September’s mother stood by the window. She wore a bright, lovely dress of orange brocade and her long hair was braided with gold. She wore a fur cape not so very different from the ones at Brandeis & Sons. She fidgeted, and though she hadn’t told anyone, she still had her sensible jeans on beneath the gown, in case more running was called for. Owen, September’s father, lay on a chaise so that his leg would not ache—though truthfully it felt better this morning than it ever had. He looked like he had only just come home from college. The color rode high in his cheeks. Aunt Margaret wore her favorite dress, trailing white silk with a belt of opals and a high fur collar. A rather pretty young woman with short dark hair sat sprawled in a blue chair with her feet up over the arm. She wore sunglasses and smoked a long churchwarden pipe.

A-Through-L stood at a long, empty bookshelf the vines of the Briary had thoughtfully made for him, set into the deep wall. He had put aside his turnip watch and got proper spectacles. He put The Mystery of the Blue Train on the shelf. He took it off again. He put it back. He could not decide.

And on the throne of Fairyland sat a proud and beaming scrap-yarn wombat, wearing a crown of blue tongue berries and silver stars. The throne was a new one, extra-wide and made of the same night-stuff as the shops of Wom.
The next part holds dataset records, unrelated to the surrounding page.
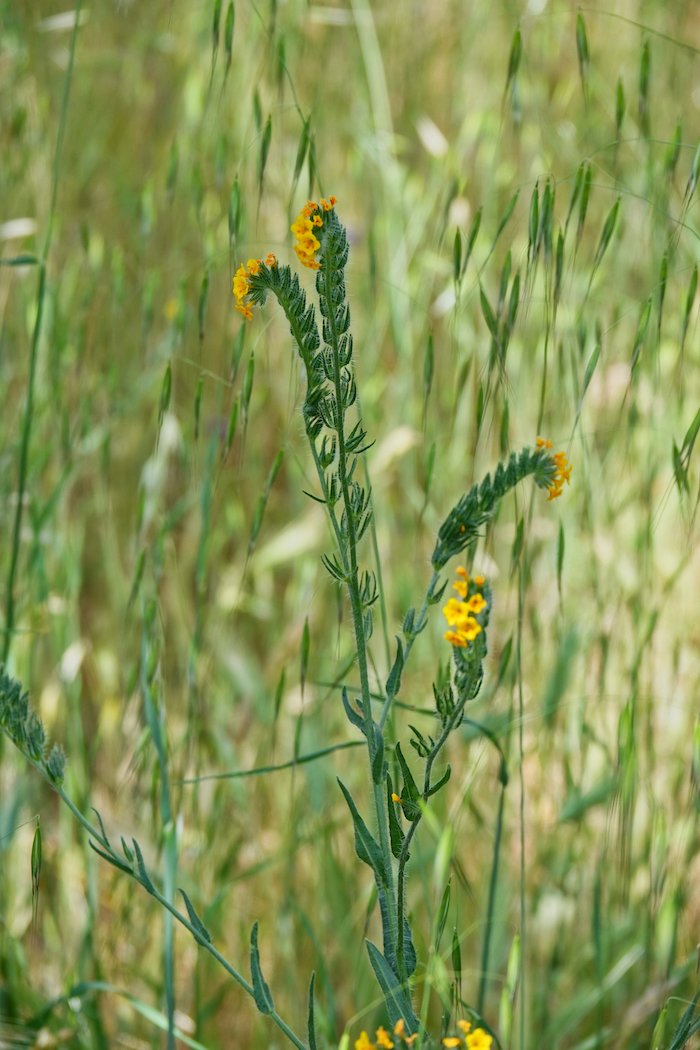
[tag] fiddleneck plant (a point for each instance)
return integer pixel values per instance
(336, 444)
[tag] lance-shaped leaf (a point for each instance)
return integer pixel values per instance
(196, 922)
(365, 846)
(378, 763)
(441, 783)
(409, 783)
(260, 990)
(396, 832)
(353, 714)
(145, 878)
(398, 1003)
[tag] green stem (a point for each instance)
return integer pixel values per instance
(409, 646)
(491, 902)
(28, 412)
(356, 601)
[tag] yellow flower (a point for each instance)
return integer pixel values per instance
(240, 282)
(479, 1040)
(563, 470)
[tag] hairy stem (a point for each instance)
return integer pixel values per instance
(356, 601)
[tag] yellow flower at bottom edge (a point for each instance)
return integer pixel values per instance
(479, 1040)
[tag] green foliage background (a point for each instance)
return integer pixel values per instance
(168, 173)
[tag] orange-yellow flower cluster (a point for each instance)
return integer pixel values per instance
(479, 1040)
(302, 228)
(461, 613)
(384, 1041)
(241, 287)
(563, 469)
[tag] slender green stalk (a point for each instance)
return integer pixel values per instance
(491, 902)
(41, 293)
(356, 601)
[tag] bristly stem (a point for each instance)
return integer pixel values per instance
(28, 411)
(354, 590)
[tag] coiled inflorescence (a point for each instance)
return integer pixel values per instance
(476, 506)
(25, 730)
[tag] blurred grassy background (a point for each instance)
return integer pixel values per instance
(163, 182)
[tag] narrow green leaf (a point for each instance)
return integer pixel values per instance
(409, 784)
(585, 196)
(231, 428)
(441, 783)
(260, 989)
(195, 921)
(582, 51)
(480, 407)
(506, 215)
(442, 915)
(673, 150)
(305, 646)
(312, 1022)
(690, 299)
(607, 234)
(641, 332)
(398, 1004)
(619, 108)
(471, 239)
(197, 405)
(365, 846)
(514, 58)
(394, 680)
(264, 150)
(248, 385)
(488, 314)
(228, 38)
(145, 878)
(25, 259)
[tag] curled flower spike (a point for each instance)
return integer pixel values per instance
(461, 613)
(561, 474)
(240, 287)
(479, 1040)
(302, 228)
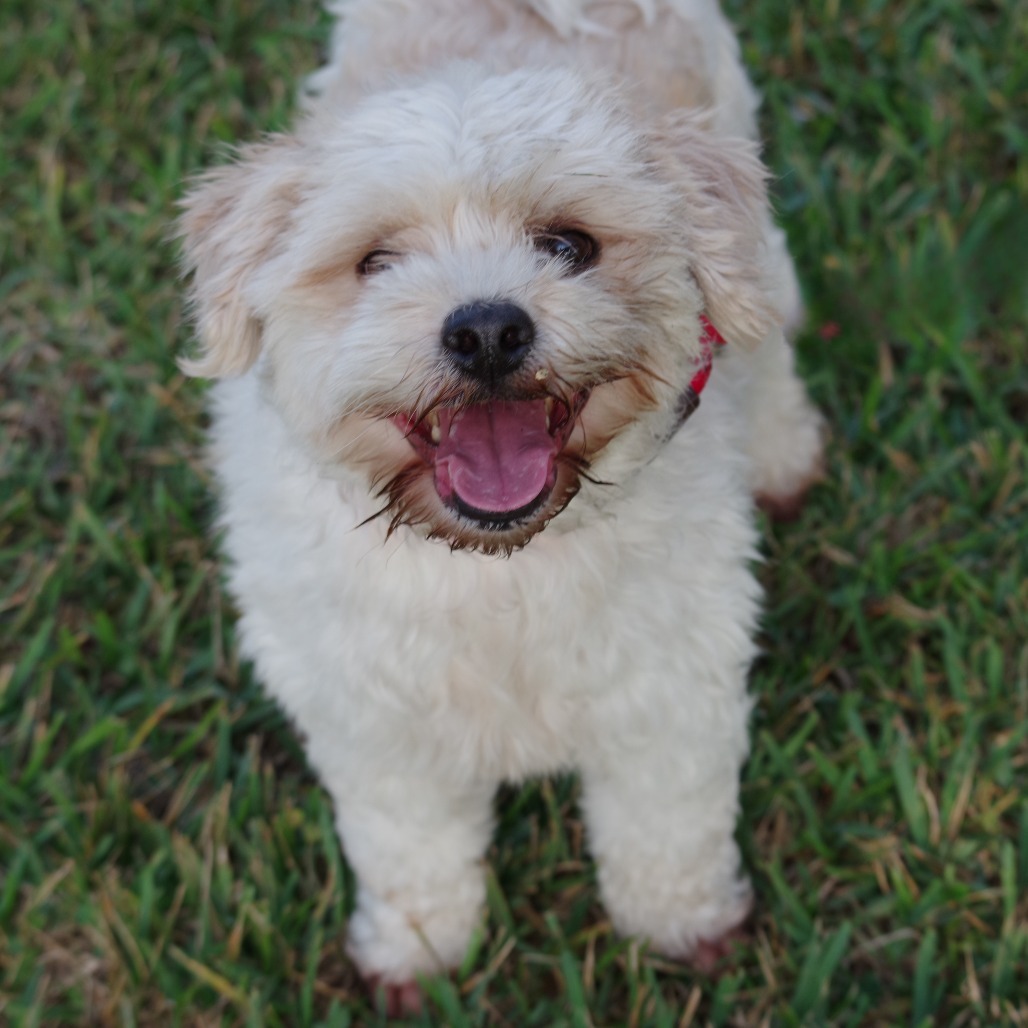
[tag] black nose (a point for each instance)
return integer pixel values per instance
(488, 340)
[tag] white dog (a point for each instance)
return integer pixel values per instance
(462, 314)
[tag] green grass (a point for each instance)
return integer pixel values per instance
(166, 858)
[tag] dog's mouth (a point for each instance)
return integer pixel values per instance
(494, 463)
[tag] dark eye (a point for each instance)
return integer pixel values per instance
(578, 250)
(377, 260)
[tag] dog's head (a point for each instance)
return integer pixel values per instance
(478, 289)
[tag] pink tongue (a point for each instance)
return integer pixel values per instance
(497, 456)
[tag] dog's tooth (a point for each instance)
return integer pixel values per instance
(432, 419)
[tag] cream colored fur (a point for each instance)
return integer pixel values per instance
(617, 636)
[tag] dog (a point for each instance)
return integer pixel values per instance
(479, 524)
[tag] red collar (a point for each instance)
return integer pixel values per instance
(690, 399)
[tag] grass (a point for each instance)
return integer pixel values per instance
(166, 858)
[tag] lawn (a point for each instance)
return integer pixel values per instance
(166, 856)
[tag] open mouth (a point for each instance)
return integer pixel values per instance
(494, 463)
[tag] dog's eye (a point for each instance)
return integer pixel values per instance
(578, 250)
(377, 260)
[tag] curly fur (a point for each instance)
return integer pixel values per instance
(617, 637)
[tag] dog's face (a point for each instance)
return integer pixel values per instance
(477, 289)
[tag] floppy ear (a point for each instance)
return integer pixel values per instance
(233, 219)
(722, 183)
Good Queen Buss surveyed all with a satisfied look on her woolly face.

“Hello,” said September shyly.

The room erupted. Susan Jane broke several new land-speed records getting to her daughter and wrapping her in a long, hard hug full of worry and wonder and the old terror of a child’s empty bed. Owen kissed his girl’s hair and squeezed her tight.
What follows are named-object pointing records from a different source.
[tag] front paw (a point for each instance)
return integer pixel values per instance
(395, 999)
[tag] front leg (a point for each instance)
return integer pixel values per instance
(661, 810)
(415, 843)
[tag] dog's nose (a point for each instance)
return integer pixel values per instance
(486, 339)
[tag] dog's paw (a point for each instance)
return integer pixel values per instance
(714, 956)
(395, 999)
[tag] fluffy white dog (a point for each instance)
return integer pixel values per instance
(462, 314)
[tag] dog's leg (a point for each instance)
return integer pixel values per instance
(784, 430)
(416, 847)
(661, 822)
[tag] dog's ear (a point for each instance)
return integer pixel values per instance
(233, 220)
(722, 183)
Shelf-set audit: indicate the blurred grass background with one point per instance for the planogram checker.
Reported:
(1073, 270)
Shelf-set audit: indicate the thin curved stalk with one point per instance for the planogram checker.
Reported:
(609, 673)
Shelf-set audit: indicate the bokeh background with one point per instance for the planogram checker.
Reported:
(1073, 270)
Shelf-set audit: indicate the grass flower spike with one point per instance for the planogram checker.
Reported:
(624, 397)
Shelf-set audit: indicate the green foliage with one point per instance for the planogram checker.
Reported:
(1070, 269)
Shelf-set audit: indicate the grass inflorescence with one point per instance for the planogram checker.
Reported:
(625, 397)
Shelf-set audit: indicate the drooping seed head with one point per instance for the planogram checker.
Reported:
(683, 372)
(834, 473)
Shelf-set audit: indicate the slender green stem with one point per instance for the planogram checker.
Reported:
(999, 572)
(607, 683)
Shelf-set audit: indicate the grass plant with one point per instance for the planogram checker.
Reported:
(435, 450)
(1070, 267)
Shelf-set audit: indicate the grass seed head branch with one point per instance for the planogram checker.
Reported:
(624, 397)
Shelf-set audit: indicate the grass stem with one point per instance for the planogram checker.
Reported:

“But how? How could you possibly be here?” September tried to say from under their squeezing. “Where did you come from? I thought I’d never see you again!”
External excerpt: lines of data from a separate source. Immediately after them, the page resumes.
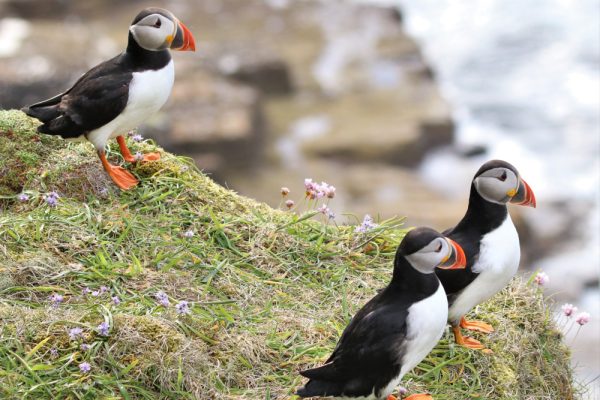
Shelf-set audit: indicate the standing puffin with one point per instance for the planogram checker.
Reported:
(491, 244)
(396, 329)
(121, 93)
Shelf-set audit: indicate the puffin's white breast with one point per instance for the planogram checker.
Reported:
(148, 92)
(425, 324)
(498, 261)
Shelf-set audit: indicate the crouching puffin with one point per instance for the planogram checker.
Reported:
(491, 244)
(121, 93)
(396, 329)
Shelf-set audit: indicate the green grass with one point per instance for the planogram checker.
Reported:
(271, 291)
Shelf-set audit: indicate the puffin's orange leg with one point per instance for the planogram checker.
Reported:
(120, 176)
(476, 326)
(129, 157)
(420, 396)
(466, 341)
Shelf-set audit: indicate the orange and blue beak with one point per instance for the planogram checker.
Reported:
(524, 195)
(183, 40)
(456, 259)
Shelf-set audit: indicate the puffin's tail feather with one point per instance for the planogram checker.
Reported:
(315, 388)
(44, 114)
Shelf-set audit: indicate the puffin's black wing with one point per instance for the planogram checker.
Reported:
(456, 280)
(97, 98)
(367, 356)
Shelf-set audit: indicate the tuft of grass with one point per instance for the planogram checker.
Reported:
(270, 291)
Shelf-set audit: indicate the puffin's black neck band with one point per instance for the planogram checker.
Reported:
(408, 279)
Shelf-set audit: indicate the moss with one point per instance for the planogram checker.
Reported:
(270, 291)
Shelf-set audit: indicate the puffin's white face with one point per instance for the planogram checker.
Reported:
(154, 32)
(497, 185)
(440, 252)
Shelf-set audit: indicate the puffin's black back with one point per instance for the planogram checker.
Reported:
(369, 353)
(99, 96)
(481, 218)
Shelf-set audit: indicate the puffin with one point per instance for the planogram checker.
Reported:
(121, 93)
(396, 329)
(491, 244)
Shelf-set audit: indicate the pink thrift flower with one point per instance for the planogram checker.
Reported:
(162, 298)
(330, 192)
(309, 184)
(323, 209)
(569, 309)
(583, 318)
(541, 278)
(85, 367)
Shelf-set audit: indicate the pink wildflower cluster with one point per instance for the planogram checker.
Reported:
(366, 225)
(315, 190)
(569, 311)
(541, 278)
(182, 307)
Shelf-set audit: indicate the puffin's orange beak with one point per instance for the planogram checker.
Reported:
(183, 40)
(524, 195)
(457, 258)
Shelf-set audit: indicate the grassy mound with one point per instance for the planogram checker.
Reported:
(269, 291)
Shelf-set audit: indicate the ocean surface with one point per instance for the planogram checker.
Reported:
(523, 79)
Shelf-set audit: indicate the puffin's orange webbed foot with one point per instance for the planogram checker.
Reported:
(466, 341)
(120, 176)
(476, 326)
(421, 396)
(127, 156)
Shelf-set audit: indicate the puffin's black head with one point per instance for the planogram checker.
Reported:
(157, 29)
(499, 182)
(426, 249)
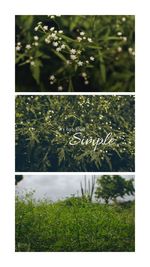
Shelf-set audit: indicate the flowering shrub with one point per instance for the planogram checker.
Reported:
(75, 53)
(75, 133)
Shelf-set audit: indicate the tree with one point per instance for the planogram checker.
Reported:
(87, 190)
(109, 187)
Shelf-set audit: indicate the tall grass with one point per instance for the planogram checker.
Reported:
(74, 224)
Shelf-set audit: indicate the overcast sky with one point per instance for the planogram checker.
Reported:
(53, 187)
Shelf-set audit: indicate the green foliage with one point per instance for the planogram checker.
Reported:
(46, 124)
(75, 53)
(109, 187)
(18, 178)
(73, 225)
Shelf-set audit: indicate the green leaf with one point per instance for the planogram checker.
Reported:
(36, 70)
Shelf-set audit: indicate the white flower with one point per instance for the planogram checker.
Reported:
(119, 33)
(73, 57)
(92, 58)
(32, 63)
(73, 51)
(60, 88)
(52, 77)
(124, 38)
(130, 49)
(55, 44)
(58, 49)
(119, 49)
(86, 82)
(47, 41)
(123, 19)
(18, 48)
(55, 38)
(79, 38)
(63, 46)
(45, 28)
(89, 40)
(36, 38)
(80, 63)
(53, 35)
(84, 74)
(28, 46)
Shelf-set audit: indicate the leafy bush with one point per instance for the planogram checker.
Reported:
(45, 126)
(73, 225)
(75, 53)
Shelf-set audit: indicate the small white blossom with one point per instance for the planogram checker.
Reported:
(36, 38)
(45, 28)
(92, 58)
(47, 41)
(79, 38)
(53, 35)
(84, 74)
(28, 46)
(86, 82)
(89, 40)
(80, 63)
(32, 63)
(73, 51)
(130, 49)
(73, 57)
(119, 33)
(55, 44)
(18, 48)
(36, 28)
(124, 38)
(123, 19)
(58, 49)
(119, 49)
(60, 88)
(63, 46)
(55, 38)
(52, 77)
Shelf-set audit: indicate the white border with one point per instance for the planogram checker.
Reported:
(105, 7)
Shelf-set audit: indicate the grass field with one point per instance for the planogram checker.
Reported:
(73, 225)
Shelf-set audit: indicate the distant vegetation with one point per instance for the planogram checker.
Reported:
(74, 224)
(75, 53)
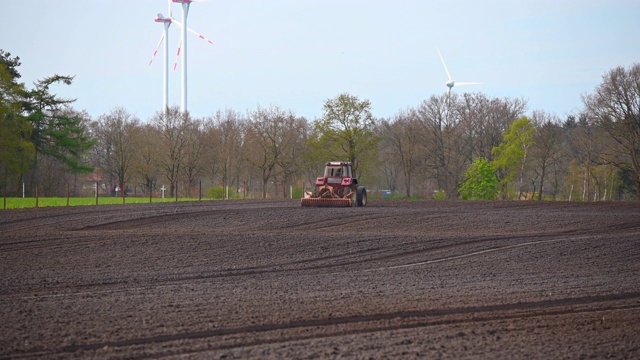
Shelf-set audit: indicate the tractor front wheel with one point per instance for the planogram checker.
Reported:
(361, 196)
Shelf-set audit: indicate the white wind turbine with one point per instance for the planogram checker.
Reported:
(450, 83)
(167, 22)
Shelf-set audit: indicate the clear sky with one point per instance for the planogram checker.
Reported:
(296, 54)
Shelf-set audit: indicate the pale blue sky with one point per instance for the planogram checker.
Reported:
(296, 54)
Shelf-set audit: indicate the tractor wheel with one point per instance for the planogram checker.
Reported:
(361, 196)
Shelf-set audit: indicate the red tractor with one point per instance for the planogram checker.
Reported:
(337, 188)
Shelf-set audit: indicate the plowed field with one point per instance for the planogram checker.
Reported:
(270, 279)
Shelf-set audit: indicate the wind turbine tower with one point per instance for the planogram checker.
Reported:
(185, 11)
(182, 52)
(450, 83)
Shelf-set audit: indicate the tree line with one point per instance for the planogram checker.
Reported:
(467, 146)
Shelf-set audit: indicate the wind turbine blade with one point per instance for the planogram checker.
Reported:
(175, 66)
(179, 24)
(467, 84)
(157, 47)
(445, 65)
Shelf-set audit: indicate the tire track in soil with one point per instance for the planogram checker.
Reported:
(321, 328)
(304, 266)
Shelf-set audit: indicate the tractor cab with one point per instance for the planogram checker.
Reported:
(336, 187)
(335, 172)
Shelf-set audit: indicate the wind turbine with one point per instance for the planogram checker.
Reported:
(167, 21)
(450, 83)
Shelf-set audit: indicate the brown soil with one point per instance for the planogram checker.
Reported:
(270, 279)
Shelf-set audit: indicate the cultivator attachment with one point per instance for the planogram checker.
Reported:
(326, 202)
(327, 198)
(336, 188)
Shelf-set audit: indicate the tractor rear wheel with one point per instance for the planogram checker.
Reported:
(361, 196)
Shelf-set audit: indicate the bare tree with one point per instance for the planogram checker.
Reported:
(615, 108)
(403, 146)
(546, 148)
(194, 150)
(147, 138)
(268, 138)
(172, 126)
(225, 135)
(116, 146)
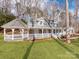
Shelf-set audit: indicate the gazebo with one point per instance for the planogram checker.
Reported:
(13, 26)
(19, 30)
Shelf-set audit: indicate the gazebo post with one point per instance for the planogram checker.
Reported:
(28, 34)
(13, 34)
(22, 34)
(42, 33)
(4, 34)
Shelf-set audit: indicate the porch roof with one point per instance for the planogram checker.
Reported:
(16, 23)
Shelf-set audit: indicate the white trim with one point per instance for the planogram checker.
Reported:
(22, 33)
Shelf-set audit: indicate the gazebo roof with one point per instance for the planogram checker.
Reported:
(16, 23)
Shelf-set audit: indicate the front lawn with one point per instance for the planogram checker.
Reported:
(52, 49)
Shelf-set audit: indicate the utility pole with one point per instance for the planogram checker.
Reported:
(67, 19)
“As if we couldn’t find you, wherever you hid,” said her father, kissing her hair.

“Mom, oh, Mom, I’m so sorry I didn’t tell you, I’m sorry … don’t be mad, please!” September was crying in big, breathless gulps. “I thought I wasn’t ever coming home. I thought it was over. I thought you’d never know where I’d gone. And I’d never know what happened to you.”

Susan Jane held her daughter. She laughed over her green hair. “We thought you were dead. We saw you fall. Your heart … you weren’t breathing. Oh, Tem, adventures are well and good but do try not to get killed again! I couldn’t bear it!”

September’s father clung to his wife and his daughter, laughing and crying. “How could we be mad? Look at everything you’ve done!”

“Everything?”

“My girl,” her mother said proudly. Her father stood as straight as a man who had never been to war, and his leg didn’t pain him at all.

“But how did you escape Tanaquill?” September protested. “Where is Saturday? Is that a crown, Buss?” And then the squeezing grew much heavier, for a Wyverary added his heft to it. They all said her name so many times she began to think of changing it.

Blunderbuss gave a little wombat howl of triumph. “Too right it is! I’m Queen! Good Queen Buss! Actually, I’m Tobacconist. Met that Jacquard lady, she let me pick and I wanted to be a Tobacconist so I am! I’ve already chewed up a few laws—the Spitting Ceremony’s Tuesday! All of Wom is coming and most of Fairyland! Well. Not Mallow. Lye’s got her for safekeeping. Forgiveness is forgiveness but I’m a practical wombat. They say they’ll send their best luckfig tarts. She and Lye have got the ovens going again in that daft bathhouse of theirs.”

“Oh, calm down you … you goofy-face,” Ell said, blushing furiously. It had taken all of his strength to say I love you in Wom. “Technically, September, you won,” A-Through-L explained. “Ajax said so, once he recovered from his shock. Oh—don’t worry! He’s quite all right. He’s only little on the inside. A Dandy, like he said. Tanaquill only nicked him. You brought the Heart of Fairyland to Runnymede Square. You won the throne. But then you died. And Saturday had collapsed again—the smoke, you know, very bad for ocean-folk. And the grief. And I … I was in no state. I couldn’t see anything but you being dead and Death begins with D but I couldn’t bear it, I couldn’t. So the crown rolled off your head and knocked up against Buss. Last wombat standing.”